Always use a launch fiber (also called a pulse suppressor or dead zone box). The OTDR has a dead zone immediately after its output port where it cannot detect events. A launch fiber -- typically 100-500 meters of fiber with connectors on each end -- moves the first connector of the fiber under test out of this dead zone so you can measure it. Without a launch fiber, the loss and reflectance of the first connector are hidden.

OTDR vs Light Source and Power Meter

Both methods test fiber links. They answer different questions.

Light Source and Power Meter

Measures the total end-to-end loss of a fiber link. One person connects a calibrated light source at one end, another person reads the power meter at the other end. The difference is the total link loss. This is the standard method for loss certification because it measures the actual end-to-end optical performance the network equipment will see.

Limitations: it tells you the total loss but not where the loss is occurring. If a link fails, you know it is over budget, but you do not know which splice, connector, or section of fiber is responsible. It also requires two people (one at each end) and two test sessions for two wavelengths.

OTDR

Maps every event along the fiber with location and loss information. One person, one end, one test. Essential for troubleshooting because it pinpoints fault locations. Essential for acceptance testing of new construction because it documents every splice and connector individually.

Limitations: OTDR loss measurements are less accurate than power meter measurements for total end-to-end loss because of dead zone effects and the gainer artifact discussed above. The OTDR also cannot measure the loss of the first and last connectors without launch and receive fibers.

When to Use Each

  • New construction acceptance: Both. OTDR for individual event documentation, power meter for end-to-end loss certification.
  • Troubleshooting a failed link: OTDR. You need to find where the problem is, not just confirm that the link fails.
  • Routine FTTH drop verification: Power meter is typically sufficient. The link is short, has few events, and end-to-end loss is the primary acceptance criterion.
  • Documenting a fiber plant for records: OTDR. The trace provides a permanent record of every event location and loss value for future reference.

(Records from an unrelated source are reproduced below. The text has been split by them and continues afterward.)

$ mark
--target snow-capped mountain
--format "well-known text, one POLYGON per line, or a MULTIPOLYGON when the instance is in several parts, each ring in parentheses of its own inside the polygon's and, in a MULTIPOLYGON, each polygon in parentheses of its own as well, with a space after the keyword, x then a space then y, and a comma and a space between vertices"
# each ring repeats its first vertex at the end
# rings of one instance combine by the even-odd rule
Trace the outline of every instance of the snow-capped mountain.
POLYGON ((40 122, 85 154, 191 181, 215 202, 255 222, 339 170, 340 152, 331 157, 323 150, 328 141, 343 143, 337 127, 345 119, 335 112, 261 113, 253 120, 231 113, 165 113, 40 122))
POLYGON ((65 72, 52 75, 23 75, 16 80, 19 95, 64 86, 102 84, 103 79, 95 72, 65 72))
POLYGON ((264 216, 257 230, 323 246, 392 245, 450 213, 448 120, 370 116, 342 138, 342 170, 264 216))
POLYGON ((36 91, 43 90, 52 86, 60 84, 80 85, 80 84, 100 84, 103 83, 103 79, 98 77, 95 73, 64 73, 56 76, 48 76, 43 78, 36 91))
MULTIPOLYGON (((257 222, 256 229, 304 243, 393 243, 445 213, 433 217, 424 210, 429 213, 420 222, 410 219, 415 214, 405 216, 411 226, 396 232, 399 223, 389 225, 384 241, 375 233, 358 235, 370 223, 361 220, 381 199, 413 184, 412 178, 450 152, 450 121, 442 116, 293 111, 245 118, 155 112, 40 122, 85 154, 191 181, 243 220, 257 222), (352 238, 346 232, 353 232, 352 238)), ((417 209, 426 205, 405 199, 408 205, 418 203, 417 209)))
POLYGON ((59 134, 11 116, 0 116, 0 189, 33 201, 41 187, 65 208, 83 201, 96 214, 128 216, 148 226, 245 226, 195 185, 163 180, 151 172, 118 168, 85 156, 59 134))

Common OTDR Testing Mistakes

  • Skipping the launch fiber. Without a launch fiber, you cannot measure the first connector. You are flying blind on the connection that is most likely to have problems.
  • Wrong pulse width. Too long and you cannot resolve closely spaced events (like two connectors 5 meters apart in a patch panel). Too short and you cannot reach the far end. Match the pulse width to the link length.
  • Testing only one wavelength. A link that passes at 1310nm can fail at 1550nm due to macrobends. Test both wavelengths.
  • Testing only one direction. Unidirectional OTDR testing can show gainers at splices that mask real loss. For accurate splice loss values, test from both ends and average the results (bidirectional testing).
  • Dirty OTDR port or launch fiber connectors. The OTDR port connector and launch fiber connectors must be clean. Contamination here shows up as a high-loss event at the beginning of every trace, and the resulting high reflectance can mask events in the dead zone. Clean every connector, including the OTDR's own port.